A diffuse tale of spiritual misadventure.
A supposed holy man, camped with cultish followers in a remote corner of Arizona, dallies with a student/colleague. In a Clinton-esque twist, he maintains that he has not had sex with her, a mortal, but with the goddess she embodies and thus remains celibate. The student/goddess leaves him to take up with a coreligionist. The two leave the community for exile in the nearby mountains, where he dies of exposure. That’s just the barest outline of a tale that becomes stranger with each added detail. Heavily reported in the New York Times, Rolling Stone and other outlets, the story was yet another in a long list of cautionary examples about the dangers of cults. Bringing little new to the account and underemphasizing the guru’s outlier status in the topography of Buddhism in the West, Carney (The Red Market: On the Trail of the World's Organ Brokers, Bone Thieves, Blood Farmers, and Child Traffickers, 2011) adds value mostly in his considerations of what motivates people to yield to the will of potentially dangerous leaders: “Looked at from one perspective, his plunge toward enlightenment is an obvious case of madness.

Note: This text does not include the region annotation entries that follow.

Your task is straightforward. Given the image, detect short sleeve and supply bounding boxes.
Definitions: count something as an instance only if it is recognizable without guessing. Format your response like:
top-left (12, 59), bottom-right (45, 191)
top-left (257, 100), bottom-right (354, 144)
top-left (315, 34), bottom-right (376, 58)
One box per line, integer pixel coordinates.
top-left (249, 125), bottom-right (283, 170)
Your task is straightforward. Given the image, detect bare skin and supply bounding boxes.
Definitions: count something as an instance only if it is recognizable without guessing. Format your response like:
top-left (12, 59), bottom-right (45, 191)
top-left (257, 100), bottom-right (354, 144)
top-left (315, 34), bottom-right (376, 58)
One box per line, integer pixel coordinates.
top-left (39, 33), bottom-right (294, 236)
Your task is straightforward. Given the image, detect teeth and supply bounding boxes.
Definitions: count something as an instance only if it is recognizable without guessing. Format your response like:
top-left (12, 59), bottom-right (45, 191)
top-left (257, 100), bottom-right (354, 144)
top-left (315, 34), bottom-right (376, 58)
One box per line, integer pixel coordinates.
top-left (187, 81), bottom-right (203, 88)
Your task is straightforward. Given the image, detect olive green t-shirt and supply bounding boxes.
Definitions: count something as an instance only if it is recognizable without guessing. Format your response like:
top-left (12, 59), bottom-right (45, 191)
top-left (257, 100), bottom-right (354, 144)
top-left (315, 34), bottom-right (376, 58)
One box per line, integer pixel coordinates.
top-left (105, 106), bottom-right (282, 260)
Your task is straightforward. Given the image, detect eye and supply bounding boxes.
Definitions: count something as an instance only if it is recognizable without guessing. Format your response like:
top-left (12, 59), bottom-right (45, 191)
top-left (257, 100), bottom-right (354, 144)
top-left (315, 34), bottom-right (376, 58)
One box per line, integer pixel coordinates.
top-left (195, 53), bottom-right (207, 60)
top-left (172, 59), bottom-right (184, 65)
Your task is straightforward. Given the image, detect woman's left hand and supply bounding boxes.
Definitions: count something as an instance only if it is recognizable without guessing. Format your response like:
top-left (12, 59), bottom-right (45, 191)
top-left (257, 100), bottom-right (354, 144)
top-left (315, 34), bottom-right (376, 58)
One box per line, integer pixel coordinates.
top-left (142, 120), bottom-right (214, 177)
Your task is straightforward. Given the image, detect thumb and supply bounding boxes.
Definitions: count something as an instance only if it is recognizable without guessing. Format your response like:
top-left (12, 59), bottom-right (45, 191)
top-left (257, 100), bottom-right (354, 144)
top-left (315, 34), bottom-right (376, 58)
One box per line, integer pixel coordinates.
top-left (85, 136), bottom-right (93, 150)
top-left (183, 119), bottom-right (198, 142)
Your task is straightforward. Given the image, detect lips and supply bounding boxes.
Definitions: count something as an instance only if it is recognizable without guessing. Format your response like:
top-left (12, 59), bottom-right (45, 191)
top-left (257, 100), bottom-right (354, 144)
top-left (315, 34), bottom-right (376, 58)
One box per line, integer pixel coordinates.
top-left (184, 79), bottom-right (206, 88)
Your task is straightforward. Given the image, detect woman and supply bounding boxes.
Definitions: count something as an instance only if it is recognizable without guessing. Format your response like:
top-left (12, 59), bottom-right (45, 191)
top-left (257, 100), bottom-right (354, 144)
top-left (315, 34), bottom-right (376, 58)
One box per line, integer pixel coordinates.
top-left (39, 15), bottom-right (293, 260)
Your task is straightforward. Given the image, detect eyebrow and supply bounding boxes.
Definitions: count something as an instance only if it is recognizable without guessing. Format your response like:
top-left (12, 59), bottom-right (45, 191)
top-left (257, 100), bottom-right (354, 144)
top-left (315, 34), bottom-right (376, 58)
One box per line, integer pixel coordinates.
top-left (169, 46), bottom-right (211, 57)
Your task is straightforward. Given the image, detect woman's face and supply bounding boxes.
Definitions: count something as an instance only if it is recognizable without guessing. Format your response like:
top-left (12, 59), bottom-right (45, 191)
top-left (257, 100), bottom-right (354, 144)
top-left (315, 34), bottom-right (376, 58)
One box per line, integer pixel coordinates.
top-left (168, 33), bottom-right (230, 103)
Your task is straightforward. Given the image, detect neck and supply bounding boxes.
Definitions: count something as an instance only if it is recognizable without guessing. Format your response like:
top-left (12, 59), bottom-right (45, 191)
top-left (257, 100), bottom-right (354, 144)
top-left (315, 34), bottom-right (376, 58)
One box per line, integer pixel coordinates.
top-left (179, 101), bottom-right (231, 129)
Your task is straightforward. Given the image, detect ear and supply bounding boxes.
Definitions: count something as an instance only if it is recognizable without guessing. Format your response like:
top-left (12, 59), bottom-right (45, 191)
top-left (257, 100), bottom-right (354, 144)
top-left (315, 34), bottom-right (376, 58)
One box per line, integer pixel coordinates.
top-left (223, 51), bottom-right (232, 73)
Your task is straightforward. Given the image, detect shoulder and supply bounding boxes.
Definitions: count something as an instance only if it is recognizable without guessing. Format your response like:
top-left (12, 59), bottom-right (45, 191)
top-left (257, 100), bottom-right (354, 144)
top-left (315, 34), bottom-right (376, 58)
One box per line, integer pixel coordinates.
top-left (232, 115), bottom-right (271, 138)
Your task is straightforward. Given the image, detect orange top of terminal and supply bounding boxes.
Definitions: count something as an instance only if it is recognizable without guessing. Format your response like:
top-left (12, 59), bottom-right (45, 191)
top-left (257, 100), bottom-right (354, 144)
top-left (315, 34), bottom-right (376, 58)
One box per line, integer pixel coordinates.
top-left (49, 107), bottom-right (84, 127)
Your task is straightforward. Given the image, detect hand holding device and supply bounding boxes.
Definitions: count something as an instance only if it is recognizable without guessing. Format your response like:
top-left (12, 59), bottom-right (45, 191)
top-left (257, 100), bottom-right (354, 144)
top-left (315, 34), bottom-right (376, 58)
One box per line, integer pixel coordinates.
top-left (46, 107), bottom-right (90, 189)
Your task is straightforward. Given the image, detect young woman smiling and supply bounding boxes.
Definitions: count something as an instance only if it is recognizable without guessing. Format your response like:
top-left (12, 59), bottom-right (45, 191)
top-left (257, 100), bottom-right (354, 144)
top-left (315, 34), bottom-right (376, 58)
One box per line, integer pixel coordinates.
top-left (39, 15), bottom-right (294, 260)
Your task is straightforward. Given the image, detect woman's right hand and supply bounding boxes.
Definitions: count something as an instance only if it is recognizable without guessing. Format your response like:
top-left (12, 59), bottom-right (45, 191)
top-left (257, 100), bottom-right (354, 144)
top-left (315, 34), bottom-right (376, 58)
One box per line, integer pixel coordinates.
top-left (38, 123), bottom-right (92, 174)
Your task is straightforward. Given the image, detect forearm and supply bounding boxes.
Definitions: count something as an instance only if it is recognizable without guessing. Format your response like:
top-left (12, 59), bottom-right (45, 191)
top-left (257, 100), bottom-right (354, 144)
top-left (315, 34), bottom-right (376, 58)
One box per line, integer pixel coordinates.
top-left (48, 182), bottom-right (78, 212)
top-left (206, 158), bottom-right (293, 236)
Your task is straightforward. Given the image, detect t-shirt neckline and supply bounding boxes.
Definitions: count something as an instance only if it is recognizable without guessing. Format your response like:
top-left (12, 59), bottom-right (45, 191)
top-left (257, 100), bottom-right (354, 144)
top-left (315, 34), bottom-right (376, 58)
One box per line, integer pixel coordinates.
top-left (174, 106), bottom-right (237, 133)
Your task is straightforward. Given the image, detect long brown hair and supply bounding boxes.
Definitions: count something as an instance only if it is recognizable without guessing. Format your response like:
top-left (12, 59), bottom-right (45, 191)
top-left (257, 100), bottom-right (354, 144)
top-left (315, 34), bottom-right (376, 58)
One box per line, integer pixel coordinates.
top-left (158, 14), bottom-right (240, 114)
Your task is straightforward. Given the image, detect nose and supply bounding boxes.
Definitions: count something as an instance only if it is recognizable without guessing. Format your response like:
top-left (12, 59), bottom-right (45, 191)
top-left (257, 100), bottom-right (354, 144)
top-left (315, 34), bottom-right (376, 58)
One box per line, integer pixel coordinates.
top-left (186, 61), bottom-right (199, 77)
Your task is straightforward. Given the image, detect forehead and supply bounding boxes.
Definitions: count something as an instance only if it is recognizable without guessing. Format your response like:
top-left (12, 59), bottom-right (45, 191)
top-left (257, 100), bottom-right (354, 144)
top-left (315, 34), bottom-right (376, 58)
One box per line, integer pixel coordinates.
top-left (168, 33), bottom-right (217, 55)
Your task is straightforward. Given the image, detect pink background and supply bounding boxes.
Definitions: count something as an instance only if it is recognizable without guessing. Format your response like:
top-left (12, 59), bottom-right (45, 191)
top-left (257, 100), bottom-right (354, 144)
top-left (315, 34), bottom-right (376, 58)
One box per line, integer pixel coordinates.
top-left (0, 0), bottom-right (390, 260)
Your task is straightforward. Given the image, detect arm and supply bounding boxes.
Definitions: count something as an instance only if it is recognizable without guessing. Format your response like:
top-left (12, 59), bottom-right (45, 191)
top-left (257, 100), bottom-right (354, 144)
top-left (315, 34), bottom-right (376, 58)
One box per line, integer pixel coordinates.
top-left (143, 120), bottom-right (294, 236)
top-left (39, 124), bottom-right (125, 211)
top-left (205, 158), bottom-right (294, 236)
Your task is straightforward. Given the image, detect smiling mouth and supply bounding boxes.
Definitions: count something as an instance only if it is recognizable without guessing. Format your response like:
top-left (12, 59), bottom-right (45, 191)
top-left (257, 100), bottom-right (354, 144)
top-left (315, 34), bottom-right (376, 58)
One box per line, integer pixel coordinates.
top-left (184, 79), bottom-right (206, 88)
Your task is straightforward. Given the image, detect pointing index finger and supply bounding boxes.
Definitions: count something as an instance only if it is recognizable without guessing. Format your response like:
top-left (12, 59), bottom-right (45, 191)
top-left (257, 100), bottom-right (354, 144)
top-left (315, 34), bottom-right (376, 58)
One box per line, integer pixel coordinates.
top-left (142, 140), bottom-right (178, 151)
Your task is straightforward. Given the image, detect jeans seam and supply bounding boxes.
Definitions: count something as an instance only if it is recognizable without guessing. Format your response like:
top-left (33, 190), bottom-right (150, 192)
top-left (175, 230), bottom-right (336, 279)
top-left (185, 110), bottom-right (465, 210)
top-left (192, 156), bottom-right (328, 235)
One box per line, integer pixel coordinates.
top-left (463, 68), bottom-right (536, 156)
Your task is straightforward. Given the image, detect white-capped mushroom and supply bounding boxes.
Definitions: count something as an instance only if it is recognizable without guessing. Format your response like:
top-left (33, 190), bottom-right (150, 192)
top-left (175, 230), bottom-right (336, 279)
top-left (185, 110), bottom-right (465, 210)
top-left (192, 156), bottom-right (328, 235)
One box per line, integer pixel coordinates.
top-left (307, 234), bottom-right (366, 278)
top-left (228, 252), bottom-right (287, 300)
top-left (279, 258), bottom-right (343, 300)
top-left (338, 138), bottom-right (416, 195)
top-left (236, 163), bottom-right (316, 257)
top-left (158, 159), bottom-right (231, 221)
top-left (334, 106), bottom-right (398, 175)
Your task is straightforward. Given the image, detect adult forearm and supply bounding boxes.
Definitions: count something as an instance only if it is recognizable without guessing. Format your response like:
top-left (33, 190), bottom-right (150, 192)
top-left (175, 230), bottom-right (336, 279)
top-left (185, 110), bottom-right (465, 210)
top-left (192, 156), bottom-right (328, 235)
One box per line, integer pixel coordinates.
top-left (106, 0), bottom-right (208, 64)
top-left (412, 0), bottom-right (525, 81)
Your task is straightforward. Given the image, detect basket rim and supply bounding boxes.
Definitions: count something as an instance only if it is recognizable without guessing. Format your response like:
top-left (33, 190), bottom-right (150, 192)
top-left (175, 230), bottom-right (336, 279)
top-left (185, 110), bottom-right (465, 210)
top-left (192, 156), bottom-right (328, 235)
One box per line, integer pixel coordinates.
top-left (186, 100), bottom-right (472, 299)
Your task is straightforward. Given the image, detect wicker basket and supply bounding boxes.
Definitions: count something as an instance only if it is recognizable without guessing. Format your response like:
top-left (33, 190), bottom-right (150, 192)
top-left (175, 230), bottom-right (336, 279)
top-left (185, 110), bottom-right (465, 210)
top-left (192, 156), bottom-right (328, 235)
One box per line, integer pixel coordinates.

Yet lurking in the shadows of the cave where he died are clues about the idiosyncratic reasons Americans have adapted Eastern mysticism to their own ends.” It’s a potentially fruitful path, but Carney stumbles around on it, the narrative becoming a loosely connected set of observations on how meditation works and how weird true believers can be.
One has the sense that the author set out to write a kind of rejoinder to Into the Wild, but the result lacks Jon Krakauer’s sense of insight into what drives people in their quest of something beyond.